Academics have started to wrestle with the question of how social media companies can determine a user’s age safely and effectively. A recent policy paper for The Center for Growth and Opportunity at Utah State University acknowledged that verifying age online is “hard,” and that “no perfect solution exists.”
The paper calls on regulators to be specific about what is expected of platforms when it comes to verifying users’ ages and how they should do so securely. It also says that bodies like the National Institute for Standards and Technology and the Federal Trade Commission should be tasked with releasing guidance on how age verification should work, including instituting a voluntary certification program for vendors that verify ages.
Scott Brennen, the head of online expression policy at the Center on Technology Policy at the University of North Carolina Chapel Hill and a report co-author, said the lack of specificity in the legislation means social media companies and vendors are in the dark about what is expected of them. For example, language that calls for companies to use a “commercially reasonable method” to verify users’ ages is wholly inadequate as those three words are not defined in the bill, or anywhere else.

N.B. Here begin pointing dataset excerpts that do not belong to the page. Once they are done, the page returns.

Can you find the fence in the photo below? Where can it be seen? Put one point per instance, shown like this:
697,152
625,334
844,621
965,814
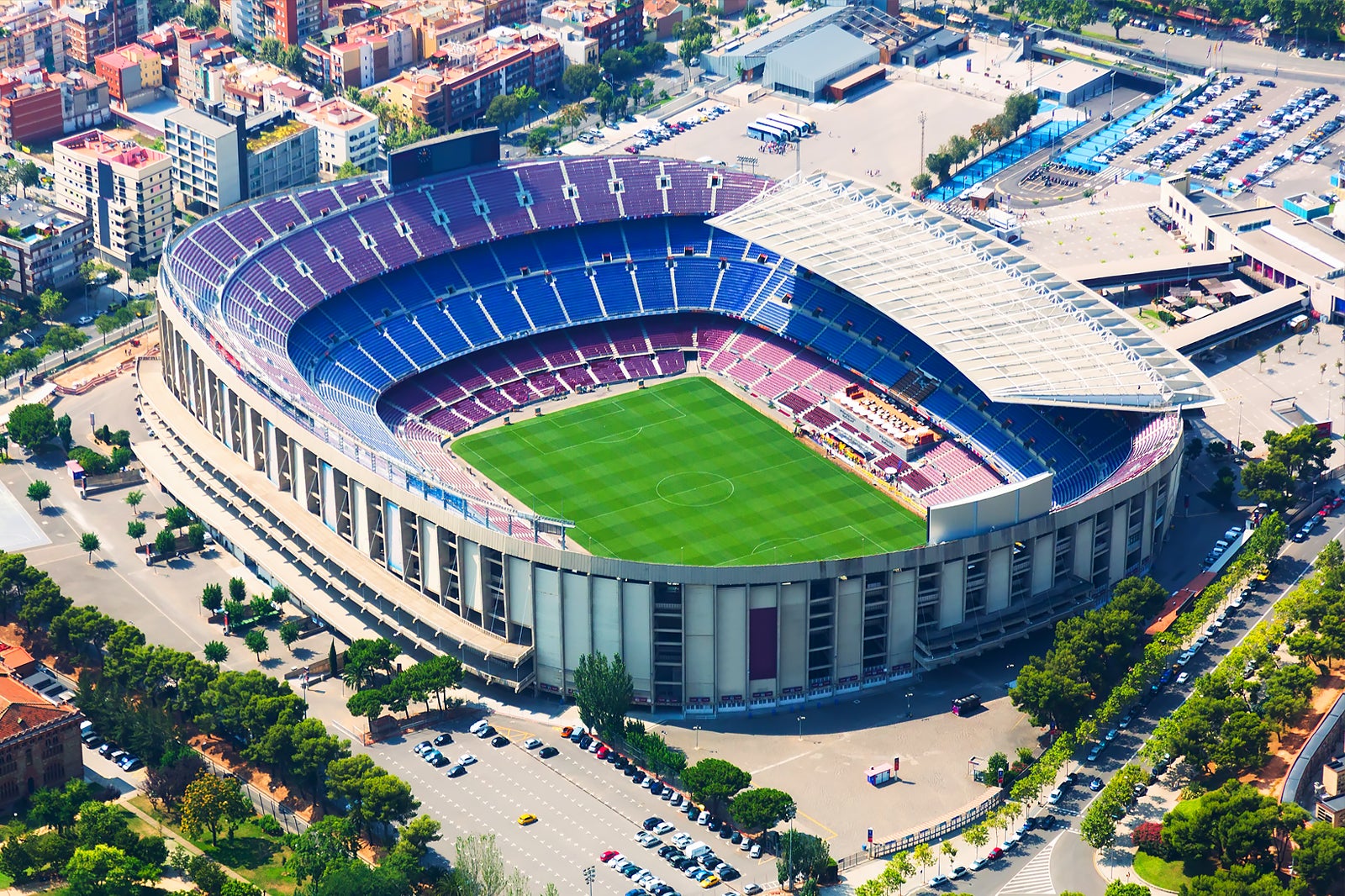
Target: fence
264,804
930,833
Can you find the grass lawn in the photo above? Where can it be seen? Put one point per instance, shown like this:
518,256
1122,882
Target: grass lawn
1161,872
686,472
253,853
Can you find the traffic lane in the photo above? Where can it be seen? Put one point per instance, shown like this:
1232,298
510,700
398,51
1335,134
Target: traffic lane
572,829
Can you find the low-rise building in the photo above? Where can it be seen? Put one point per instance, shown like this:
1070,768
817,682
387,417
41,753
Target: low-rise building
345,134
124,188
616,24
472,74
40,743
45,245
134,74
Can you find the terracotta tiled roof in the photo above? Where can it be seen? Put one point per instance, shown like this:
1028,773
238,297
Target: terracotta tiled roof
22,709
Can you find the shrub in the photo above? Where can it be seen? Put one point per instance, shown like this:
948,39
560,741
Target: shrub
1149,837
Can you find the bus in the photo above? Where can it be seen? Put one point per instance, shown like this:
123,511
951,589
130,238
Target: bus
804,125
791,131
762,131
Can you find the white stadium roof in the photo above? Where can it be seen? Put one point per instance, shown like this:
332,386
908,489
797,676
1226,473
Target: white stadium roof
1019,331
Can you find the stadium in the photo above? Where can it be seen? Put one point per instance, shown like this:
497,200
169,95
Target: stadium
770,441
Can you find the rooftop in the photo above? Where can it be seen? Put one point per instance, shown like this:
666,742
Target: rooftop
128,57
1020,333
336,112
98,145
22,709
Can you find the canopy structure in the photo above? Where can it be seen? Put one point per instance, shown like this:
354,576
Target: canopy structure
1019,331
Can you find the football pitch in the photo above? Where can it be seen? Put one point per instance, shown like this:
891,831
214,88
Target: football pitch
683,472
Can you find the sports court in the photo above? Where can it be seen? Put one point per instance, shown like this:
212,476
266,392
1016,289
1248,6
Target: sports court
683,472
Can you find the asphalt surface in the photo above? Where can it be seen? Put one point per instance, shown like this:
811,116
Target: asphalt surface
584,806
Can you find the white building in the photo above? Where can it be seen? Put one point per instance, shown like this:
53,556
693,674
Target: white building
124,188
345,134
208,159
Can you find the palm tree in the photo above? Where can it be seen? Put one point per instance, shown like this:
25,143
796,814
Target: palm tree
946,848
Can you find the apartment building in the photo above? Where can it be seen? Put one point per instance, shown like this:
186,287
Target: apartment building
616,24
363,53
221,156
30,30
345,134
474,73
40,743
45,245
124,188
134,74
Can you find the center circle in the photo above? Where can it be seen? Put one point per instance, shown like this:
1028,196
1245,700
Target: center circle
694,488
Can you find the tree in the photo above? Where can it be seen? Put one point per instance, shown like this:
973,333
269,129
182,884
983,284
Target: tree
1098,829
502,111
89,542
713,782
571,114
178,517
105,324
64,340
213,596
40,490
256,642
923,857
51,304
760,809
540,139
582,78
107,871
603,692
329,842
31,425
977,835
212,804
215,651
1116,19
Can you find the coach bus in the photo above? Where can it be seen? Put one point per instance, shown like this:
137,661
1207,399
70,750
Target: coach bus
790,129
804,125
759,129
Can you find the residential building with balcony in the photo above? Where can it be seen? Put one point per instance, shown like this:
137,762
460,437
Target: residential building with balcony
124,188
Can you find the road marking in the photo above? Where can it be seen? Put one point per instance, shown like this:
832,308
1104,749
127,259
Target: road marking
1033,878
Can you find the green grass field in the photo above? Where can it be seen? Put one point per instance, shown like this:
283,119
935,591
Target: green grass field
683,472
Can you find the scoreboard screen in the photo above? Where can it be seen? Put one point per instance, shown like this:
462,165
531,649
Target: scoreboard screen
444,154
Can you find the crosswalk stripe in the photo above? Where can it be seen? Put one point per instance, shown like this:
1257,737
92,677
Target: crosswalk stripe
1035,878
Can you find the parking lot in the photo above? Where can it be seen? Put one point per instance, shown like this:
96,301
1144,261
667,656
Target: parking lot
1243,134
584,808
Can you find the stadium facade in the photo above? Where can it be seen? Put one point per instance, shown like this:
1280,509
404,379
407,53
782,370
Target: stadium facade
309,383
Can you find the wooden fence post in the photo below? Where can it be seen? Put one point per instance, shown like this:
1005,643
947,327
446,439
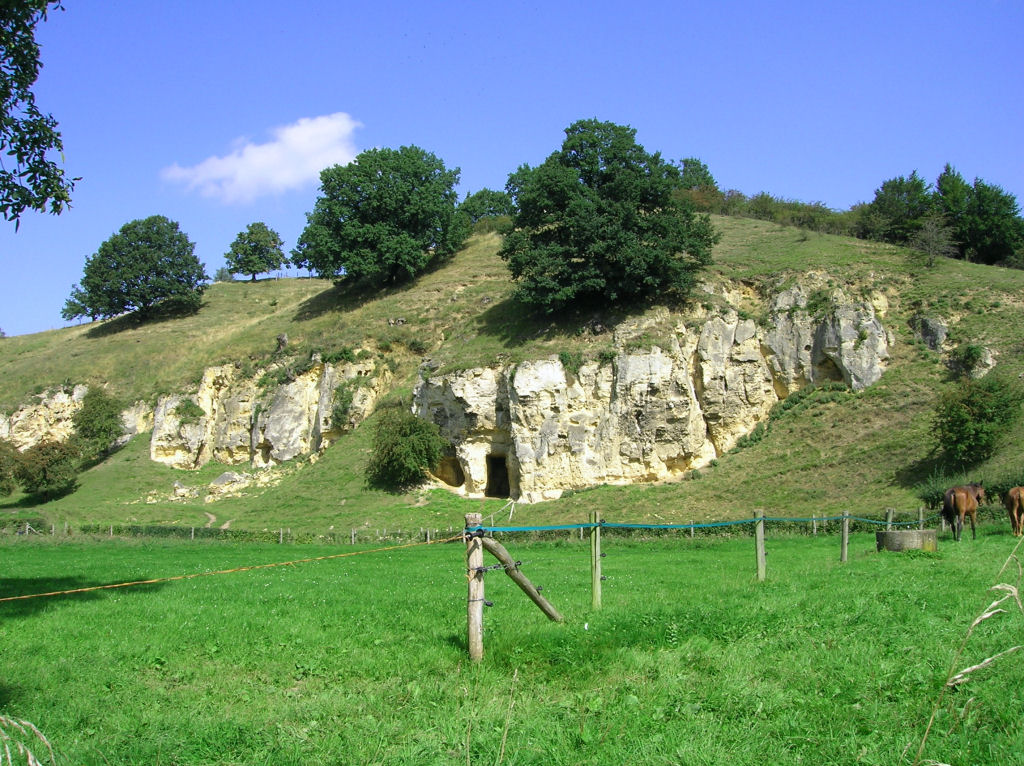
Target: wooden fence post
595,561
512,569
759,544
474,600
845,538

“I think the big problem here is that a lot of these bills don't seem to acknowledge that this is actually kind of a hard problem, and that there are these trade-offs that we need to consider,” Brennen said. “[In] a lot of the bills, there's minimal reference to the actual techniques that platforms should be [using] to do age verification.”
State laws with language “passing the buck” to a commission or working group to work out how to verify ages are inadequate, Brennen said.
The impact of social media on young people has come into sharper focus in recent times. U.S. Surgeon General Vivek Murthy issued a health advisory in 2021 warning that the platforms have helped exacerbate the current teen mental health crisis. Brennen and Bembridge echoed the calls of other experts that improving teens’ digital literacy could be a better approach.
“We need to find a way forward here, whether it’s age verification or not,” Brennen said.
But, Bembridge noted, “civil liberties cannot be the price of solving these problems.”